Для начала этот вопрос не является дубликатом этого, но основывается на нем.
Взятие дерева в том вопросе как пример,
1
/ \
2 3
/ / \
4 5 6
Как Вы изменили бы свою программу для печати его так,
1
2 3
4 5 6
вместо генерала
1
2
3
4
5
6
Я в основном ищу интуиции на самом эффективном способе сделать это - у меня есть вовлечение метода, добавляющее результат к списку и затем цикличное выполнение через него. Более эффективный путь мог бы состоять в том, чтобы сохранить последний элемент на каждом уровне, поскольку он выталкивается, и распечатайте новую строку позже.
Идеи?
Just build one level at a time, e.g.:
class Node(object):
def __init__(self, value, left=None, right=None):
self.value = value
self.left = left
self.right = right
def traverse(rootnode):
thislevel = [rootnode]
while thislevel:
nextlevel = list()
for n in thislevel:
print n.value,
if n.left: nextlevel.append(n.left)
if n.right: nextlevel.append(n.right)
print
thislevel = nextlevel
t = Node(1, Node(2, Node(4, Node(7))), Node(3, Node(5), Node(6)))
traverse(t)
Edit: if you're keen to get a small saving in maximum consumed "auxiliary" memory (never having simultaneously all this level and the next level in such "auxiliary" memory), you can of course use collection.deque
instead of list
, and consume the current level as you go (via popleft
) instead of simply looping. The idea of creating one level at a time (as you consume --or iterate on-- the previous one) remains intact -- when you do need to distinguish levels, it's just more direct than using a single big deque plus auxiliary information (such as depth, or number of nodes remaining in a given level).

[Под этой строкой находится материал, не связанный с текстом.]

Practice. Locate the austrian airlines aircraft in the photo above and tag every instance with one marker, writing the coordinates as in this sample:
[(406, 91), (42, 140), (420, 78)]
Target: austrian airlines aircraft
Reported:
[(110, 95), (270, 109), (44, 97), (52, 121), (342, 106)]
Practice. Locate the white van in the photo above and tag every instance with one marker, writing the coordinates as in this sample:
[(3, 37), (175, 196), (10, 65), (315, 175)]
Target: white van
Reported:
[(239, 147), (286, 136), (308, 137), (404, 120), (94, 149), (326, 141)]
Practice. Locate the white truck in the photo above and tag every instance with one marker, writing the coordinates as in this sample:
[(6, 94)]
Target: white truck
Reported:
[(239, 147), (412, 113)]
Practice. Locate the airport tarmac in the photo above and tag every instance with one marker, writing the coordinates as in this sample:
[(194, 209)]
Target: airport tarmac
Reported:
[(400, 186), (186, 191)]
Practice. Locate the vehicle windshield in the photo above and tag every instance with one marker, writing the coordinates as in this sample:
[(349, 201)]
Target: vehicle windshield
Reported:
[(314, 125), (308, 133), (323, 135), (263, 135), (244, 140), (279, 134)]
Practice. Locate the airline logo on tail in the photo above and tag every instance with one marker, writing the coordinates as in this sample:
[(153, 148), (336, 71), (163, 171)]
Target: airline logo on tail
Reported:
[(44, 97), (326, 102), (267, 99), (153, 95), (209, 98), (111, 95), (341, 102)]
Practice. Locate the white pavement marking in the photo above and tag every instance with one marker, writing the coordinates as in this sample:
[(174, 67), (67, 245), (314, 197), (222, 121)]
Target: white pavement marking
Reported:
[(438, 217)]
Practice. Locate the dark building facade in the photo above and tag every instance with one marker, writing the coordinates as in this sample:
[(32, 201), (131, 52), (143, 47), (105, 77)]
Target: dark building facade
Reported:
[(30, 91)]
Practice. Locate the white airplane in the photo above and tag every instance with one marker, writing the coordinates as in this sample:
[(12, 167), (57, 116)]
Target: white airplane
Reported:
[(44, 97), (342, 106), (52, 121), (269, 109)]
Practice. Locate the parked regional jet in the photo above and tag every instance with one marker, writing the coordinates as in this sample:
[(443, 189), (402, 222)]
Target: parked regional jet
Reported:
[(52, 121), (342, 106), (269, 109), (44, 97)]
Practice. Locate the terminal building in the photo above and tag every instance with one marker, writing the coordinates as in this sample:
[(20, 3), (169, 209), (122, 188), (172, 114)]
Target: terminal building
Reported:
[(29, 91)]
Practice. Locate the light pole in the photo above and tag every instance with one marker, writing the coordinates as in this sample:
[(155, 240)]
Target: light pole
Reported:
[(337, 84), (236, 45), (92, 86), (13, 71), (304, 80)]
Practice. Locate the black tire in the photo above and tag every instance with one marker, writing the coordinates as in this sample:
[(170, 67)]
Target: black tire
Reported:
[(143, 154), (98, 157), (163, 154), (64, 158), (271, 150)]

However, a list that is only appended to (and looped on, rather than "consumed") is quite a bit more efficient than a deque (and if you're after C++ solutions, quite similarly, a std::vector using just push_back
for building it, and a loop for then using it, is more efficient than a std::deque). Since all the producing happens first, then all the iteration (or consuming), an interesting alternative if memory is tightly constrained might be to use a list anyway to represent each level, then .reverse
it before you start consuming it (with .pop
calls) -- I don't have large trees around to check by measurement, but I suspect that this approach would still be faster (and actually less memory-consuming) than deque
(assuming that the underlying implementation of list [[or std::vector]] actually does recycle memory after a few calls to pop
[[or pop_back
]] -- and with the same assumption for deque, of course;-).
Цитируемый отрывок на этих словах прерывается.